The resulting 1963 novel, The Spy Who Came In From the Cold, catapulted John le Carré (Cornwell’s nom de plume) into the literary stratosphere, where he has remained ever since. Espionage is le Carré’s lodestar, but don’t mistake him for just another scribbler of airport paperbacks; his novels—23 so far—exemplify that most coveted of literary achievements: deeply serious, insightful, and deftly written works that also happen to be international bestsellers.
In the early pages of his latest offering, one of le Carré’s rare forays into nonfiction, we find him sitting at his writing desk in the mountaintop Swiss chalet he bought with the windfall from The Spy Who Came In From the Cold.

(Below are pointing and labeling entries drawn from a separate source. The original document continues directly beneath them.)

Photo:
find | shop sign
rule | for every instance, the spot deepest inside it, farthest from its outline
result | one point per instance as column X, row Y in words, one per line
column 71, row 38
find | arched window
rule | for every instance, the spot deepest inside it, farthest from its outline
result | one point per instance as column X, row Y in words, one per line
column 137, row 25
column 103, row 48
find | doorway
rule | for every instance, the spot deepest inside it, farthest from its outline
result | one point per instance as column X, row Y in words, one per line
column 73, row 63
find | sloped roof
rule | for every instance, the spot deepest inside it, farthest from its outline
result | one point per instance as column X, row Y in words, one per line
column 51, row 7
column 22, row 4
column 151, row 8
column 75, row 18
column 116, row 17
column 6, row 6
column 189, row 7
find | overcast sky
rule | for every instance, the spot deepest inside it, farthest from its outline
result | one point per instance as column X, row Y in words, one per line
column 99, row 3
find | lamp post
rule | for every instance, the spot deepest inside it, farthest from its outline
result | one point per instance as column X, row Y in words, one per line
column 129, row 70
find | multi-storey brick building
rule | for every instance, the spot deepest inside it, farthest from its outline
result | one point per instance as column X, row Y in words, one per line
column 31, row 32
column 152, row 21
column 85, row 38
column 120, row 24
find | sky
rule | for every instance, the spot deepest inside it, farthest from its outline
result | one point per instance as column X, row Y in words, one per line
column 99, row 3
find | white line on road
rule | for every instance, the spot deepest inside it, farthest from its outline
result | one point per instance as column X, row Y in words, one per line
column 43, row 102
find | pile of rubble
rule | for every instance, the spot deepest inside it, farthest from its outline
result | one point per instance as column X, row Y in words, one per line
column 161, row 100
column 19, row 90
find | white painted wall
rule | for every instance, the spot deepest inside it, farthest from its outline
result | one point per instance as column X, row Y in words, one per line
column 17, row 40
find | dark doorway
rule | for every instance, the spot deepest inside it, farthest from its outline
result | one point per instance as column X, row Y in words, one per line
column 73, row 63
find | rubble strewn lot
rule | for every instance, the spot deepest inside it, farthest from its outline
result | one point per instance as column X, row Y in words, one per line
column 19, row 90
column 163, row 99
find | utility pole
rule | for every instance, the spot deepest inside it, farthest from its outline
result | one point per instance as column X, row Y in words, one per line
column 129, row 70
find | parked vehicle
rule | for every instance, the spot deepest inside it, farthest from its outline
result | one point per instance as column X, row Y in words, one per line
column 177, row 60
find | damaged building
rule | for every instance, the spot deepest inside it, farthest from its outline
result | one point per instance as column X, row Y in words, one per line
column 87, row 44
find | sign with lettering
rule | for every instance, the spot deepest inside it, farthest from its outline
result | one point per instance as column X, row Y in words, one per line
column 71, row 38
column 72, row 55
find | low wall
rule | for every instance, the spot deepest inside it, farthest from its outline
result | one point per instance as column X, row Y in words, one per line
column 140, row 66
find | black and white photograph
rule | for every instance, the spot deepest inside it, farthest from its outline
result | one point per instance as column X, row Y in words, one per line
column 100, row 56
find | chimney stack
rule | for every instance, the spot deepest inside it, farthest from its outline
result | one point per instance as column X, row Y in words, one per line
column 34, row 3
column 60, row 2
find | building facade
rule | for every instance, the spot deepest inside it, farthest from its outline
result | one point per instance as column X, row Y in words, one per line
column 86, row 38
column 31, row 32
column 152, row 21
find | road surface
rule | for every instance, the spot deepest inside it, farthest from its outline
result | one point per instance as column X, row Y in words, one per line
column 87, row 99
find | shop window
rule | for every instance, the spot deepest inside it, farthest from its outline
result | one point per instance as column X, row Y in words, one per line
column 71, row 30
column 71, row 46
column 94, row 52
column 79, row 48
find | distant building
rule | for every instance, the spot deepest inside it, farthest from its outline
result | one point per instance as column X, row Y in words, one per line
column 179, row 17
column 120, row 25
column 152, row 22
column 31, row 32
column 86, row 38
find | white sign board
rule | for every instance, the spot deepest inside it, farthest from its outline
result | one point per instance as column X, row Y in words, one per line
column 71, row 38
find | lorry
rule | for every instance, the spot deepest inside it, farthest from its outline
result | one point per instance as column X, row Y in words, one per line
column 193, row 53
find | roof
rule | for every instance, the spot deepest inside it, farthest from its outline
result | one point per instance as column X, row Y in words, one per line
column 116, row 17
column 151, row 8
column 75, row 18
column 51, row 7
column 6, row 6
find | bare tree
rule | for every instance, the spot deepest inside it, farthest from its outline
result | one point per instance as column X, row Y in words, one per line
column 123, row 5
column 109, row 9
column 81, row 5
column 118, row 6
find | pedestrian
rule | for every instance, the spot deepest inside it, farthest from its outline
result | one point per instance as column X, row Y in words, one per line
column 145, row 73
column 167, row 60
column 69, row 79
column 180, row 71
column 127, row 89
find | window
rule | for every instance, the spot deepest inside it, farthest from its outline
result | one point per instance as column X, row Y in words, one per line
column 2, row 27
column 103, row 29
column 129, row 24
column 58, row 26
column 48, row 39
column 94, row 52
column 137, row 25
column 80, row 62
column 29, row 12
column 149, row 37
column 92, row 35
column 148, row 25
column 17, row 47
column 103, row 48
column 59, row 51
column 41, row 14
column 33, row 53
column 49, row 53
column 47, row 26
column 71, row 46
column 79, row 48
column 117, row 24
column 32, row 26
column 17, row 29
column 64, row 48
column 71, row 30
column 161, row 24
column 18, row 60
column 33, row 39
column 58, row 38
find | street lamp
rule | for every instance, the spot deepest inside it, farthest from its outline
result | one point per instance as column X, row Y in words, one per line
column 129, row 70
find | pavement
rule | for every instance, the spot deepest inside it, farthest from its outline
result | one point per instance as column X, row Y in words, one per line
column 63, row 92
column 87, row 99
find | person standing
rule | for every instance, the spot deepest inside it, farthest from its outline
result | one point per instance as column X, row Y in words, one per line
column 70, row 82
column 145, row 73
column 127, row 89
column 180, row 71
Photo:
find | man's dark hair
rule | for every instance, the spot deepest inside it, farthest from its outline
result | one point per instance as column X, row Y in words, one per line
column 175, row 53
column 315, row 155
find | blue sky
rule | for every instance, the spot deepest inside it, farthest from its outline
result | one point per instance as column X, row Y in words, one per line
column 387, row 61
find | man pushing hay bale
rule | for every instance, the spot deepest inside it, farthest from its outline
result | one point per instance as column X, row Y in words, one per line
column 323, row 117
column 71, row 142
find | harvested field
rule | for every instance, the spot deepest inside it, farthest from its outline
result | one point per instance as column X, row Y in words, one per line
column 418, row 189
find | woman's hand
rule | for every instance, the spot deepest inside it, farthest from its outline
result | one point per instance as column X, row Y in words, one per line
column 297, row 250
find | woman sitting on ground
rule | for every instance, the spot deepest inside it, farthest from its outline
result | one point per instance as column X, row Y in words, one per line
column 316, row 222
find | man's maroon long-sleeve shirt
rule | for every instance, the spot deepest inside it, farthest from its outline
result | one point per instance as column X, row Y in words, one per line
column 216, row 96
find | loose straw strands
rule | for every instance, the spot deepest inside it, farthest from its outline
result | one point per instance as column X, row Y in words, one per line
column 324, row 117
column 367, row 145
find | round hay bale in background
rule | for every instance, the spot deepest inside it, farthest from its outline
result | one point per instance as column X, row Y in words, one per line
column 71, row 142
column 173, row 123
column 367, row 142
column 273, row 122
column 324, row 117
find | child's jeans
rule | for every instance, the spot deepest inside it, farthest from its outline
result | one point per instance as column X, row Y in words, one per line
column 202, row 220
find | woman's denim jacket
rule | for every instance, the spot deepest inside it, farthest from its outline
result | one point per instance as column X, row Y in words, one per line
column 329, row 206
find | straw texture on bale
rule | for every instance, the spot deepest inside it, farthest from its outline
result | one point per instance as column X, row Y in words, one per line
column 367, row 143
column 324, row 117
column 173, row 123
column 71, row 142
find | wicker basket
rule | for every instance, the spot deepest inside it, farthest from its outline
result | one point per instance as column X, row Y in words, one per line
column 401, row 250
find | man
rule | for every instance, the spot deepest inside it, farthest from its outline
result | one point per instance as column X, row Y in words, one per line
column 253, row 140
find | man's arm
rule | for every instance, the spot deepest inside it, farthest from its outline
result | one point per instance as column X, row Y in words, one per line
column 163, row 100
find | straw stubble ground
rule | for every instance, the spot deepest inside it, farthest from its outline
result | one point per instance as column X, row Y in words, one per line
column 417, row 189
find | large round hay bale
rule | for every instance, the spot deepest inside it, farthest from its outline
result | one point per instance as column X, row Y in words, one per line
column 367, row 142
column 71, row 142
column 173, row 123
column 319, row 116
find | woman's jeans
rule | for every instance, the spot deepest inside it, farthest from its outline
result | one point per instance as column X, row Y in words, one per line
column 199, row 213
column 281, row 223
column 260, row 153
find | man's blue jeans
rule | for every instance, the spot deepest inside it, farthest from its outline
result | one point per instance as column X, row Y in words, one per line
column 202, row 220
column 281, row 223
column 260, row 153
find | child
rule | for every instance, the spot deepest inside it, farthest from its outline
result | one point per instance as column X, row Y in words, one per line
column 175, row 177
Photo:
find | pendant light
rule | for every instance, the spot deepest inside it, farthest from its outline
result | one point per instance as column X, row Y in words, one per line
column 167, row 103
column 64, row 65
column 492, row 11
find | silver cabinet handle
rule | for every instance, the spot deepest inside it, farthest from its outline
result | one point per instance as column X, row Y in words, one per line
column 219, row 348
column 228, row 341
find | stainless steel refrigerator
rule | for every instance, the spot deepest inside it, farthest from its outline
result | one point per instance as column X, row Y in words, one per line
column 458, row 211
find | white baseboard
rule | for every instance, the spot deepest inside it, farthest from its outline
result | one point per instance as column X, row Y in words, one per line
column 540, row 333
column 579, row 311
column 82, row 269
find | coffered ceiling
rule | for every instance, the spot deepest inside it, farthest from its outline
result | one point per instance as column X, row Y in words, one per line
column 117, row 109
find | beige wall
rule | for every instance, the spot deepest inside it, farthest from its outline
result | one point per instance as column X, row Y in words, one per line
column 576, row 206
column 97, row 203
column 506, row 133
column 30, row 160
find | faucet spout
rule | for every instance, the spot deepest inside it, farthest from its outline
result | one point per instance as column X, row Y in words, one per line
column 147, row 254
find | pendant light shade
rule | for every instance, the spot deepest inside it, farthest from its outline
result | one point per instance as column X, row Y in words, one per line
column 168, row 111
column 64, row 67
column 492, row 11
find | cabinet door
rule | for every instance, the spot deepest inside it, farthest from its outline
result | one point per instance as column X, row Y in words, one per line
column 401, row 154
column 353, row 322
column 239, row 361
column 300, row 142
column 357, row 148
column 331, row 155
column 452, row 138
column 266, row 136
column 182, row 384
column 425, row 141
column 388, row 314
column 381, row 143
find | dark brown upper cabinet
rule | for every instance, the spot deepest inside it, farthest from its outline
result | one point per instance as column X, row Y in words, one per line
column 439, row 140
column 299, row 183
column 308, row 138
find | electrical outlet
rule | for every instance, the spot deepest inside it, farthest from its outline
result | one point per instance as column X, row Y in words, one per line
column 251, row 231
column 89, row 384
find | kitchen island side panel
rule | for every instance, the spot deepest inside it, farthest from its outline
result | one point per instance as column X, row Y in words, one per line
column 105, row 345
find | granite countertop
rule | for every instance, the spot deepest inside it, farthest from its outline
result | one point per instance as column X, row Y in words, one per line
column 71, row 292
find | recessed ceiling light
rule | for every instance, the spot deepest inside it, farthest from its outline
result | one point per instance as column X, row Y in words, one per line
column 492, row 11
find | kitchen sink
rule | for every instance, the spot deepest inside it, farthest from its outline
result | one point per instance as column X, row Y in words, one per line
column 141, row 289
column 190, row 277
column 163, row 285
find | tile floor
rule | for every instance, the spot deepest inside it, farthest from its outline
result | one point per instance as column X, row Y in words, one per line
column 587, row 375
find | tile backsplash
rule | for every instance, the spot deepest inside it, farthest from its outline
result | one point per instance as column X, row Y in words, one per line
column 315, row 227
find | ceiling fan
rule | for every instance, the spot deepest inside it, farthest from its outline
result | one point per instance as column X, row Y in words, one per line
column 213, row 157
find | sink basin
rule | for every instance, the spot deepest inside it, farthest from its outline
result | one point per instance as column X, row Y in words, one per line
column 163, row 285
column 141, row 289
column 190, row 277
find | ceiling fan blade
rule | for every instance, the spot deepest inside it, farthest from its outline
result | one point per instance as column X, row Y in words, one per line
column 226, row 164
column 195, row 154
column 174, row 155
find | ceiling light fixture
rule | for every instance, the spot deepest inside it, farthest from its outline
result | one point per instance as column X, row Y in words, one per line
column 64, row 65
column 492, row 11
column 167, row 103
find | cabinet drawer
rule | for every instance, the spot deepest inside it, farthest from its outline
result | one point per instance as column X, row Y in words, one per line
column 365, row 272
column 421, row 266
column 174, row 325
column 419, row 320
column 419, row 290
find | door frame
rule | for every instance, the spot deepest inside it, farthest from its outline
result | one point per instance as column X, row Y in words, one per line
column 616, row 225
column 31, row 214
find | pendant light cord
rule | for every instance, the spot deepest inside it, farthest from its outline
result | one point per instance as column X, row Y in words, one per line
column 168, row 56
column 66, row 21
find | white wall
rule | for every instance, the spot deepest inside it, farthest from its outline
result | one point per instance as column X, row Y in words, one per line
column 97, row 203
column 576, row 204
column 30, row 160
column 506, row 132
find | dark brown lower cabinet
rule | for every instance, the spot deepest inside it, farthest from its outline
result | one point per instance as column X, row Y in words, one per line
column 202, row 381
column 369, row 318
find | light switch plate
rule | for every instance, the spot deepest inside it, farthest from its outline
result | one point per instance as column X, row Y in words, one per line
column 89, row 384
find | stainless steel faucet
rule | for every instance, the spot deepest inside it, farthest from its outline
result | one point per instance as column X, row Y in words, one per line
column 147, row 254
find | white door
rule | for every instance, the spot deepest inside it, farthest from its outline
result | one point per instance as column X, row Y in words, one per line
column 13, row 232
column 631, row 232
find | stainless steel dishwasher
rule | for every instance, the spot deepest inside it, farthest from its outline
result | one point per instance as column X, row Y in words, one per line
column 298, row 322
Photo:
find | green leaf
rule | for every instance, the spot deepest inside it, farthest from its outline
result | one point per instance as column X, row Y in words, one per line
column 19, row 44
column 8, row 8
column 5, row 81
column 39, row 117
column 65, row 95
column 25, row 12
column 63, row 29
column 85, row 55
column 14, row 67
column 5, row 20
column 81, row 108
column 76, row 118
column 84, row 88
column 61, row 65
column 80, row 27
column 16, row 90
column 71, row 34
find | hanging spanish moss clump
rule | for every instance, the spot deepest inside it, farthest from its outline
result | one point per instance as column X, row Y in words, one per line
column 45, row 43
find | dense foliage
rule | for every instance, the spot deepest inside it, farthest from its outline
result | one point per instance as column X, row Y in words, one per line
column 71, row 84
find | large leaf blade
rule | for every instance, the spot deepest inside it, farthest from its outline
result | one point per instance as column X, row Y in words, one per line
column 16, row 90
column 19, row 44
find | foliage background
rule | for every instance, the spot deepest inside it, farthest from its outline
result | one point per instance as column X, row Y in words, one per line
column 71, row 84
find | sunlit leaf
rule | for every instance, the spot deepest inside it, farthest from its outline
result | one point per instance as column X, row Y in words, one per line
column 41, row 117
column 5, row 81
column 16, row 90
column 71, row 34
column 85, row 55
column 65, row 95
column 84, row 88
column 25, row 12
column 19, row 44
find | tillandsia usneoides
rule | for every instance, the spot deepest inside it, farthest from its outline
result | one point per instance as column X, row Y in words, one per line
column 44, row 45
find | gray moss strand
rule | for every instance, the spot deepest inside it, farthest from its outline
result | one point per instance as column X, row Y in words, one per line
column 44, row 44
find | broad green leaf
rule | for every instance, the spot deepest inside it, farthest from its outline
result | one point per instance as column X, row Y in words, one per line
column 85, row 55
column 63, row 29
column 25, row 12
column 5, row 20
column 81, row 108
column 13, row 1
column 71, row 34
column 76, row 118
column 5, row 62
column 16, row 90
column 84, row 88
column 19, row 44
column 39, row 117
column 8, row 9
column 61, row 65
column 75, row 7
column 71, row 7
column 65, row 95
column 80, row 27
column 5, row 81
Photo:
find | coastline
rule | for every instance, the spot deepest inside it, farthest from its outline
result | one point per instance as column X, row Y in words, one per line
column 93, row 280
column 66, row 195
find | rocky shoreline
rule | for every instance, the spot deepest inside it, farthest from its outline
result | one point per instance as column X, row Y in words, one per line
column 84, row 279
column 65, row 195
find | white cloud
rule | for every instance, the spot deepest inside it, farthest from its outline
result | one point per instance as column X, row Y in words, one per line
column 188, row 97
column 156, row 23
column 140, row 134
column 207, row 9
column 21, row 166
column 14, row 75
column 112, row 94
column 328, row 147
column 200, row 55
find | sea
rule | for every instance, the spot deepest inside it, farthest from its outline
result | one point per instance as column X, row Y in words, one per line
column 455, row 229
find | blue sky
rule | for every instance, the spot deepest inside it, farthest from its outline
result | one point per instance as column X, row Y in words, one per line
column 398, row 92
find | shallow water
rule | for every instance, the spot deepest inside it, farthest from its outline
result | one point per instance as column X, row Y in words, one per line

Less a memoir than a disparate collection of reminiscences, The Pigeon Tunnel contains what le Carré calls “tiny bits of history caught in flagrante,” all of them borrowed from the lived experience of a novelist whose career has more closely resembled that of a war correspondent than a literary celebrity.
Le Carré left the intelligence business in 1964 to devote himself more fully to writing, but his life has been no less of an adventure for that. The Pigeon Tunnel reads like outtakes from a reporter’s notebook, which makes sense, given le Carré’s globetrotting creative process. Early in his career, he relied solely on his imagination for characters and settings. But after an outdated Hong Kong guidebook sabotaged the authenticity of a chase scene in his 1974 novel, Tinker Tailor Soldier Spy, le Carré resolved that he would never again write about a place he hadn’t visited. “The lesson I had learned wasn’t just about research,” he writes. “It told me that in midlife I was getting fat and lazy and living off a fund of past experience that was running out. It was time to take on unfamiliar worlds.”
And he did just that, trotting off to Cambodia and Vietnam with Washington Post correspondent David Greenway. Not more than a couple of weeks after the guidebook snafu, he writes, “I was lying scared stiff beside [Greenway] in a shallow foxhole, peering at Khmer Rouge sharpshooters embedded on the opposite bank of the Mekong River. Nobody had ever shot at me before.” Over the next 40 years, in the tradition of his friend and fellow MI6 alumnus Graham Greene, le Carré traveled the world in search of characters to populate his pages—to Israel, Palestine, Lebanon, Russia, Panama, Kenya, and eastern Congo.
Along the way, he was shot at, yes, but also feted and often, either on the strength of his books or on the incorrect assumption that he maintained ties to British intelligence, allowed access to some of the world’s wariest people. Heads of state, former spymasters, mobsters, arms traffickers, warlords, mercenaries, and terrorists—they crowd le Carré’s recollections just as they do his novels. In the early 1980s, for example, hoping to be assured of safe passage in Beirut to research The Little Drummer Girl (1983), le Carré met with Yasser Arafat at the Palestinian leader’s secret hideout. Convinced of the novelist’s good intentions, Arafat granted the request and sealed the deal with a ceremonial embrace and kiss. “The beard is not bristle, it’s silky fluff,” le Carré writes, remembering his amazement. “It smells of Johnson’s Baby Powder.” Such were the small yet crucial bits of intimate detail with which he constructed stories that were, as much as possible, true to life and that continue to stand head and shoulders above other works of genre fiction.
Spies are le Carré’s preferred subject, but through them he grapples with larger human truths that transcend the cloak-and-dagger underworld. Like his novels, The Pigeon Tunnel addresses questions of loyalty, love, and betrayal, the limits of suffering, and the inevitability of conflict. In this world, le Carré writes, “the harder you looked for absolutes, the less likely you were to find them.” But then, absolutes are boring, aren’t they? The same could never be said of le Carré’s novels—or as The Pigeon Tunnel demonstrates, of the man himself.